Acoustic Radiation Force Impulse Imaging for Diagnosis and Monitoring of Liver Fibrosis in Patients with Hepatitis C: A Review of Diagnostic Accuracy, Clinical Effectiveness, Cost-Effectiveness, and Guidelines
2016 book Volume None Issue None
Acoustic Radiation Force Imaging (ARFI) is an emerging non-invasive procedure that is a potential alternative to liver biopsy. One significant advantage of ARFI imaging is that it is integrated into a conventional ultrasonographic system. This also allows for a sonographic evaluation of the liver to be performed simultaneously with ARFI; this provides patients an ideal ‘one-stop shop’ for noninvasive liver evaluation, even in patients with a significant amount of ascites. ARFI is a technology designed to measure shear wavefront at multiple locations to calculate tissue stiffness. The wave velocity determines tissue stiffness through a simple method: the stiffer the tissue, the greater velocity.
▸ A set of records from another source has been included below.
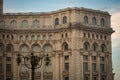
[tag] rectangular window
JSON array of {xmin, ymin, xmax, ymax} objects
[
  {"xmin": 100, "ymin": 57, "xmax": 105, "ymax": 62},
  {"xmin": 92, "ymin": 63, "xmax": 96, "ymax": 72},
  {"xmin": 84, "ymin": 77, "xmax": 88, "ymax": 80},
  {"xmin": 92, "ymin": 56, "xmax": 96, "ymax": 61},
  {"xmin": 92, "ymin": 77, "xmax": 97, "ymax": 80},
  {"xmin": 100, "ymin": 64, "xmax": 105, "ymax": 72},
  {"xmin": 65, "ymin": 77, "xmax": 69, "ymax": 80},
  {"xmin": 37, "ymin": 35, "xmax": 40, "ymax": 40},
  {"xmin": 43, "ymin": 35, "xmax": 46, "ymax": 40},
  {"xmin": 64, "ymin": 56, "xmax": 69, "ymax": 60},
  {"xmin": 31, "ymin": 35, "xmax": 35, "ymax": 40},
  {"xmin": 48, "ymin": 35, "xmax": 52, "ymax": 40},
  {"xmin": 0, "ymin": 56, "xmax": 2, "ymax": 62},
  {"xmin": 0, "ymin": 63, "xmax": 2, "ymax": 72},
  {"xmin": 83, "ymin": 62, "xmax": 88, "ymax": 72},
  {"xmin": 6, "ymin": 57, "xmax": 11, "ymax": 61},
  {"xmin": 6, "ymin": 64, "xmax": 11, "ymax": 72},
  {"xmin": 65, "ymin": 63, "xmax": 69, "ymax": 71},
  {"xmin": 83, "ymin": 55, "xmax": 88, "ymax": 61}
]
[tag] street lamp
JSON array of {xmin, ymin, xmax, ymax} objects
[{"xmin": 16, "ymin": 52, "xmax": 50, "ymax": 80}]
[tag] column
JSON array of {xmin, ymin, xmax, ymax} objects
[{"xmin": 89, "ymin": 53, "xmax": 92, "ymax": 80}]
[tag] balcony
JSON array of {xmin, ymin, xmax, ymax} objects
[
  {"xmin": 43, "ymin": 72, "xmax": 53, "ymax": 79},
  {"xmin": 63, "ymin": 71, "xmax": 69, "ymax": 76}
]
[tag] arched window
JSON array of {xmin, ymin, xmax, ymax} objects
[
  {"xmin": 100, "ymin": 44, "xmax": 106, "ymax": 52},
  {"xmin": 6, "ymin": 44, "xmax": 13, "ymax": 52},
  {"xmin": 11, "ymin": 35, "xmax": 14, "ymax": 40},
  {"xmin": 25, "ymin": 35, "xmax": 29, "ymax": 40},
  {"xmin": 92, "ymin": 17, "xmax": 96, "ymax": 25},
  {"xmin": 84, "ymin": 16, "xmax": 88, "ymax": 24},
  {"xmin": 20, "ymin": 44, "xmax": 29, "ymax": 52},
  {"xmin": 0, "ymin": 20, "xmax": 5, "ymax": 26},
  {"xmin": 83, "ymin": 42, "xmax": 89, "ymax": 50},
  {"xmin": 19, "ymin": 35, "xmax": 24, "ymax": 40},
  {"xmin": 22, "ymin": 20, "xmax": 28, "ymax": 28},
  {"xmin": 37, "ymin": 35, "xmax": 40, "ymax": 40},
  {"xmin": 31, "ymin": 35, "xmax": 35, "ymax": 40},
  {"xmin": 0, "ymin": 43, "xmax": 3, "ymax": 52},
  {"xmin": 55, "ymin": 18, "xmax": 59, "ymax": 25},
  {"xmin": 63, "ymin": 42, "xmax": 68, "ymax": 51},
  {"xmin": 33, "ymin": 19, "xmax": 40, "ymax": 27},
  {"xmin": 10, "ymin": 20, "xmax": 17, "ymax": 26},
  {"xmin": 32, "ymin": 44, "xmax": 40, "ymax": 52},
  {"xmin": 100, "ymin": 18, "xmax": 105, "ymax": 27},
  {"xmin": 44, "ymin": 44, "xmax": 52, "ymax": 52},
  {"xmin": 92, "ymin": 43, "xmax": 97, "ymax": 51},
  {"xmin": 63, "ymin": 16, "xmax": 67, "ymax": 24}
]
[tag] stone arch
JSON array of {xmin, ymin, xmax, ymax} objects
[
  {"xmin": 84, "ymin": 16, "xmax": 88, "ymax": 24},
  {"xmin": 92, "ymin": 43, "xmax": 98, "ymax": 51},
  {"xmin": 63, "ymin": 16, "xmax": 67, "ymax": 24},
  {"xmin": 100, "ymin": 18, "xmax": 105, "ymax": 27},
  {"xmin": 43, "ymin": 43, "xmax": 53, "ymax": 52},
  {"xmin": 100, "ymin": 44, "xmax": 107, "ymax": 52},
  {"xmin": 92, "ymin": 17, "xmax": 97, "ymax": 25},
  {"xmin": 31, "ymin": 43, "xmax": 41, "ymax": 52},
  {"xmin": 55, "ymin": 18, "xmax": 59, "ymax": 25},
  {"xmin": 83, "ymin": 41, "xmax": 90, "ymax": 50},
  {"xmin": 19, "ymin": 44, "xmax": 29, "ymax": 52},
  {"xmin": 10, "ymin": 20, "xmax": 17, "ymax": 27},
  {"xmin": 0, "ymin": 43, "xmax": 5, "ymax": 52},
  {"xmin": 6, "ymin": 44, "xmax": 14, "ymax": 52},
  {"xmin": 32, "ymin": 19, "xmax": 40, "ymax": 27}
]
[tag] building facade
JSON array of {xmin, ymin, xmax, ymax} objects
[{"xmin": 0, "ymin": 0, "xmax": 114, "ymax": 80}]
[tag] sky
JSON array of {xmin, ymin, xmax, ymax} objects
[{"xmin": 4, "ymin": 0, "xmax": 120, "ymax": 80}]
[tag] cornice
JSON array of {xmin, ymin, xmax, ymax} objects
[
  {"xmin": 0, "ymin": 23, "xmax": 115, "ymax": 34},
  {"xmin": 3, "ymin": 7, "xmax": 110, "ymax": 16}
]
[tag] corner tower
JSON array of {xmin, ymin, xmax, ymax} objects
[{"xmin": 0, "ymin": 0, "xmax": 3, "ymax": 15}]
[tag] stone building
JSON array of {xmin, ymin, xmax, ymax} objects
[{"xmin": 0, "ymin": 0, "xmax": 114, "ymax": 80}]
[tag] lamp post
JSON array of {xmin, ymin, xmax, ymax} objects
[{"xmin": 16, "ymin": 52, "xmax": 49, "ymax": 80}]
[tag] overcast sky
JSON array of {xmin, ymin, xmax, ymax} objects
[{"xmin": 4, "ymin": 0, "xmax": 120, "ymax": 80}]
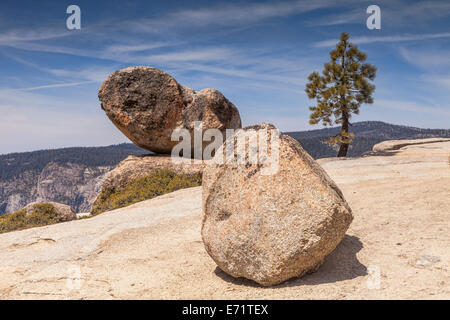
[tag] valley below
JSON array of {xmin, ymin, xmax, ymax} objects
[{"xmin": 0, "ymin": 139, "xmax": 450, "ymax": 299}]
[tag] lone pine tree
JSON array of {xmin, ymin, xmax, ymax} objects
[{"xmin": 305, "ymin": 33, "xmax": 377, "ymax": 157}]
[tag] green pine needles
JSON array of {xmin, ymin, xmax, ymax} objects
[{"xmin": 305, "ymin": 33, "xmax": 377, "ymax": 157}]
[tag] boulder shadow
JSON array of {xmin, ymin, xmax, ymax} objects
[{"xmin": 214, "ymin": 235, "xmax": 368, "ymax": 288}]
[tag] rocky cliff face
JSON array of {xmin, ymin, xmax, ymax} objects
[{"xmin": 0, "ymin": 162, "xmax": 112, "ymax": 214}]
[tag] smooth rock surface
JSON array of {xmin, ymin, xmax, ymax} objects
[
  {"xmin": 98, "ymin": 67, "xmax": 241, "ymax": 155},
  {"xmin": 91, "ymin": 155, "xmax": 207, "ymax": 212},
  {"xmin": 202, "ymin": 124, "xmax": 352, "ymax": 286}
]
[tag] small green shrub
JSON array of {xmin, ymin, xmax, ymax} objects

The purpose of this Rapid Response report is to review the clinical effectiveness, diagnostic accuracy, cost-effectiveness, and evidence-based guidelines regarding the use of ARFI for detecting and grading liver fibrosis in patients with hepatitis C. This report represents an update to a previous 2012 report that reviewed the clinical and cost-effectiveness evidence of diagnosis and monitoring of liver fibrosis among patients with hepatitis C; that report found moderate to high accuracy for FibroTest, transient elastography (known as FibroScan), and aminotransferase-to-platelet ratio index (APRI) with generally higher accuracy for cirrhosis compared with earlier fibrosis stages.